= Cinema of Rajasthan =

The cinema of Rajasthan refers to films produced in Rajasthan in north-western India. These films are produced in various regional and tribal languages including Rajasthani and its varieties such as Mewari, Marwari, Hadoti etc.

==Overview==

The first Rajasthani movie was Nazrana, a Marwari film directed by G. P. Kapoor and released in 1942. Babasa Ri Ladli, produced by B. K. Adarsh, was released in 1961 and has been described as the first hit Rajasthani movie.

The 1983 film Mhari Pyri Channana by producer and director Jatinkumar Agarrwal was the first Silver jubilee film in Rajasthani.

Between 1987 and 1995 a number of Rajasthani films [Rajjywood] were produced, including the musical Bai Chali Sasariye from 1988, which was reported to be the only successful Rajasthani-language film production in the 1980s and 1990s.

Since the mid-1990s, the number of films produced in Rajasthan has been low, for reasons including lack of promotion and poor production quality.

Film producers in Rajasthani cinema [Rajjywood] include B. K. Adarsh, Ram Raj Nahta, Bharat Nahta, Bhanu Prakash Rathi, and Ajai Chowdhary, and directors include Nawal Mathur of Jodhpur, Mohan Singh Rathor, Mohan Kataria, Ajit Singh, and Bhanu Prakash Rathi.
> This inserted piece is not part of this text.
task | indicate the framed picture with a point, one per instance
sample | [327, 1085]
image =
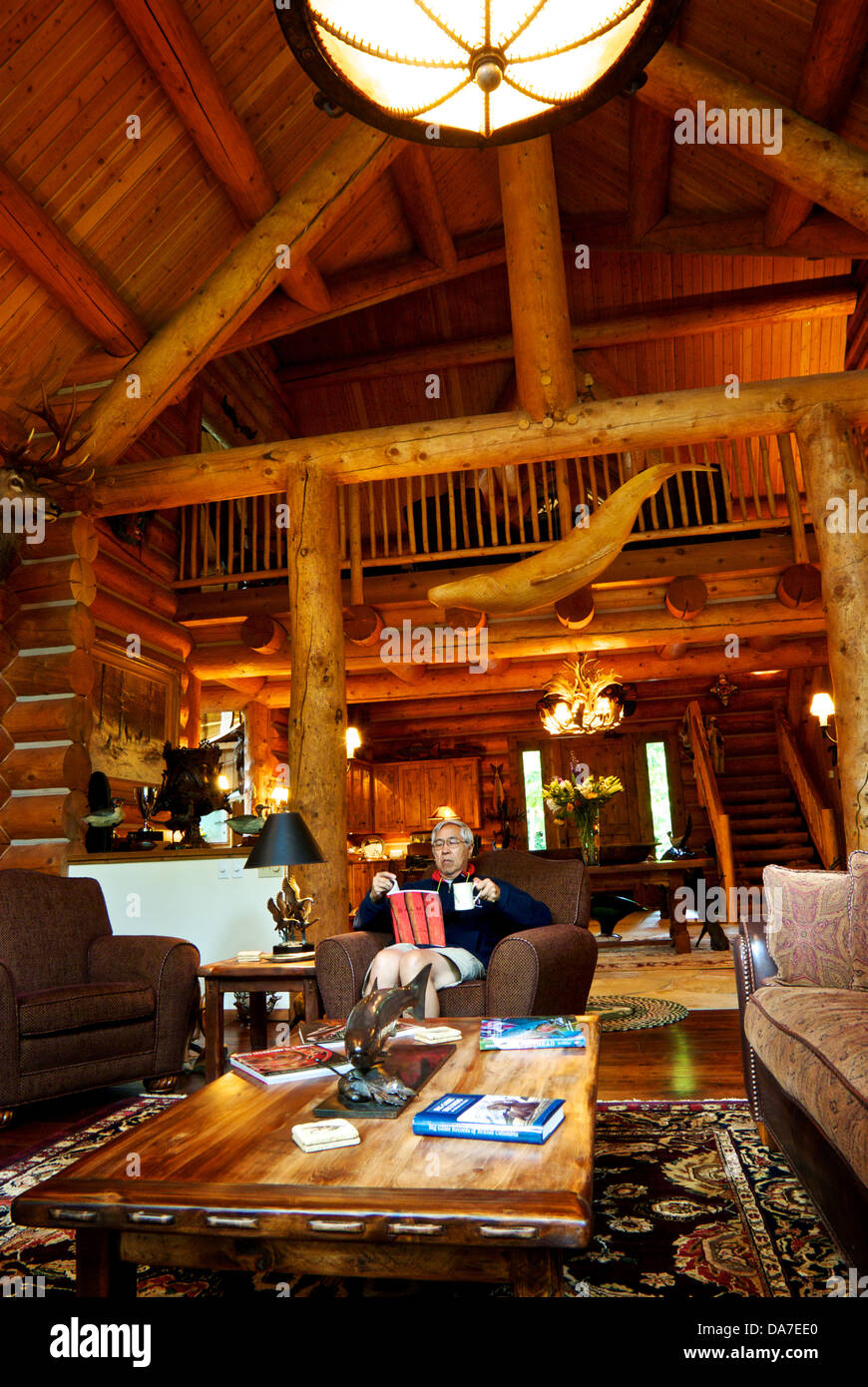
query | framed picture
[135, 711]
Neelu Vaghela, Gajendra S. Shrotriya, and Jatinkumar Agarrwal have been both producers and directors.

To encourage the production of Rajasthani movies, a tax holiday for cinemas in towns and cities with fewer than 100,000 inhabitants was announced in the 2008 budget of the Rajasthani Government, and the entertainment tax was lowered.